Sudan frees one journalist; at least 8 still held
|Publisher||Committee to Protect Journalists|
|Publication Date||30 August 2011|
|Cite as||Committee to Protect Journalists, Sudan frees one journalist; at least 8 still held, 30 August 2011, available at: http://www.refworld.org/docid/4e6de18129.html [accessed 9 October 2015]|
|Disclaimer||This is not a UNHCR publication. UNHCR is not responsible for, nor does it necessarily endorse, its content. Any views expressed are solely those of the author or publisher and do not necessarily reflect those of UNHCR, the United Nations or its Member States.|
New York, August 30, 2011 – The Committee to Protect Journalists welcomes the release of a jailed journalist in Sudan, but is troubled by reports of the continued detention of at least eight others without charge. President Omar al-Bashir had announced Saturday that he would free all journalists detained in Sudan.

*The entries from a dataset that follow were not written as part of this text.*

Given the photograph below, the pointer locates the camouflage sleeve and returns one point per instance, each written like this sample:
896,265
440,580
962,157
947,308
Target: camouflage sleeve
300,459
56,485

Obeid Marawih, a spokesman for the Ministry of Foreign Affairs, told CNN that Jafaar al-Subki Ibrahim, a reporter for the private daily Al-Sahafa, who has been held incommunicado and without charge since November 2010, was released on Sunday. Marawih also told CNN that "to my knowledge, there are no other journalists detained." But CPJ has received reports that at least eight journalists remain in detention, some believed to have worked for the outlawed Radio Dabanga. All are believed to have reported on Darfur, a highly sensitive topic for the government.
"We welcome the release of Jafaar al-Subki Ibrahim after so many months' imprisonment without due process," said CPJ Deputy Director Robert Mahoney. "But President Omar al-Bashir must do more. He must ensure the unconditional and immediate release of all journalists."
Al-Bashir's announcement was made at a Saturday dinner with local journalists who requested pardons for their colleagues to coincide with the Muslim holy month of Ramadan, local and international news reports said. No official pardon has been made by the government, leaving unclear which journalists might be freed and which would remain in prison.
In November, after a wave of arrests, the government shut down Radio Dabanga's office in Khartoum and banned the station, local and international human rights groups said. The station, operating from the Netherlands, is an independent radio channel that still reports news and information about Darfur.
CPJ has frequently reported on Sudan's continuous attacks on press freedom, which includes the targeting of individual journalists and publications through contrived legal proceedings, politicized criminal charges, and several newspaper confiscations, the latest of which occurred earlier this month.